Find the midline of a rectangular trapezoid ABCD if its angle D is 30

Find the midline of a rectangular trapezoid ABCD if its angle D is 30, and the diagonal AC is perpendicular to the side of CD and the base of AD is 16.

The ACD triangle is rectangular, since, by condition, AC is perpendicular to CD. The leg AC lies opposite the angle 30, then AC = AD / 2 = 16/2 = 8 cm, then, according to the Pythagorean theorem, we determine the length of the leg CD.

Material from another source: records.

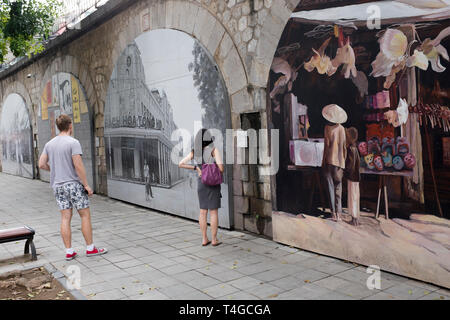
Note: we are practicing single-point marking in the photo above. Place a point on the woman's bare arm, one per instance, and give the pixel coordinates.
(183, 163)
(218, 158)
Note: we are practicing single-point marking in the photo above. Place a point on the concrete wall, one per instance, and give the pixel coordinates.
(241, 35)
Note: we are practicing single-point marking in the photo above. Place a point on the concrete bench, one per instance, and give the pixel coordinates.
(21, 233)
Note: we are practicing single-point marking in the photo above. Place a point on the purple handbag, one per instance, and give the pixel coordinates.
(211, 174)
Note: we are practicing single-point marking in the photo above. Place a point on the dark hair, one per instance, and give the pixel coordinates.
(199, 140)
(351, 135)
(63, 122)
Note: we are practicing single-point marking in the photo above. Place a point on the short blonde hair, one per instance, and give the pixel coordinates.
(63, 122)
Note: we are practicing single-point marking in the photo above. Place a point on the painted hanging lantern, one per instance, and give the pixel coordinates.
(410, 160)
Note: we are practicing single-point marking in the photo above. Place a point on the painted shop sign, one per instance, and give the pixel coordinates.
(129, 121)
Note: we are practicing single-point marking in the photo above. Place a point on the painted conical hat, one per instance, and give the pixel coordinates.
(334, 113)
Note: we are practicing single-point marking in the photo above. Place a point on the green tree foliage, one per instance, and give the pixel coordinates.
(25, 25)
(212, 94)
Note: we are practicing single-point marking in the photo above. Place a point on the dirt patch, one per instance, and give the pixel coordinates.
(33, 284)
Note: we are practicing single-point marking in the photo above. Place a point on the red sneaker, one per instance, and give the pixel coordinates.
(71, 256)
(96, 252)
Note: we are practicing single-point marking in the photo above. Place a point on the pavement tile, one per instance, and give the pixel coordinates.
(406, 291)
(219, 290)
(158, 256)
(265, 291)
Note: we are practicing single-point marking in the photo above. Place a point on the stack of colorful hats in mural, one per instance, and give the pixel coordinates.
(383, 151)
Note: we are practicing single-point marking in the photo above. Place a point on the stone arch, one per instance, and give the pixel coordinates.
(70, 64)
(196, 21)
(271, 32)
(21, 90)
(18, 88)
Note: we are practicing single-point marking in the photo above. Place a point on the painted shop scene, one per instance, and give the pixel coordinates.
(356, 92)
(364, 128)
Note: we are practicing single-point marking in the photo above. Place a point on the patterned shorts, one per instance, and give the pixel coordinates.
(72, 195)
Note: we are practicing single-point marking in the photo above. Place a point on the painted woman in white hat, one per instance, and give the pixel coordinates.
(334, 155)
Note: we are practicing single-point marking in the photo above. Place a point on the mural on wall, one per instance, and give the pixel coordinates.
(63, 94)
(16, 137)
(351, 166)
(162, 82)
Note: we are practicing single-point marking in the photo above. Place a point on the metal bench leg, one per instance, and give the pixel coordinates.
(26, 250)
(33, 251)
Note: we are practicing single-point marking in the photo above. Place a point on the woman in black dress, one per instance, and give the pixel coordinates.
(208, 196)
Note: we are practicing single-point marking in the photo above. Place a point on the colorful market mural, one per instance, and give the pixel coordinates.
(16, 137)
(363, 115)
(64, 94)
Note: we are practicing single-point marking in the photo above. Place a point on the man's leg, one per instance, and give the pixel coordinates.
(86, 225)
(330, 186)
(66, 232)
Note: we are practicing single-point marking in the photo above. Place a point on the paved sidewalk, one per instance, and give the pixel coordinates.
(158, 256)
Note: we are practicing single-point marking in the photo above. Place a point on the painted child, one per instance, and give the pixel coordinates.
(352, 174)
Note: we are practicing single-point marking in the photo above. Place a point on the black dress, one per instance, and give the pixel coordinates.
(208, 196)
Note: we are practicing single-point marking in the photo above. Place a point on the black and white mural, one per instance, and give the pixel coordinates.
(16, 137)
(163, 82)
(64, 94)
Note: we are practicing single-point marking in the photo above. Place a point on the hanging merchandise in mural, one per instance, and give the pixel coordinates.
(163, 82)
(63, 94)
(16, 137)
(394, 56)
(355, 143)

CD ^ 2 = AD ^ 2 – AC ^ 2 = 256 – 64 = 192.

СD = 8 * √3 cm.

Let’s build the height of the CH trapezoid ABD.

The CDH triangle is rectangular, then the CH leg lies opposite the angle 30, then CH = CD / 2 = 8 * √3 / 2 = 4 * √3 cm.

DH ^ 2 = CD ^ 2 – H ^ 2 = 192 – 48 = 144.

DН = 12 cm.

Then AH = BC = 12 cm.

Let’s define the middle line of the trapezoid.

KM = (AD + BC) / 2 = (16 + 12) / 2 = 14 cm.

Answer: The middle line of the trapezoid is 14 cm.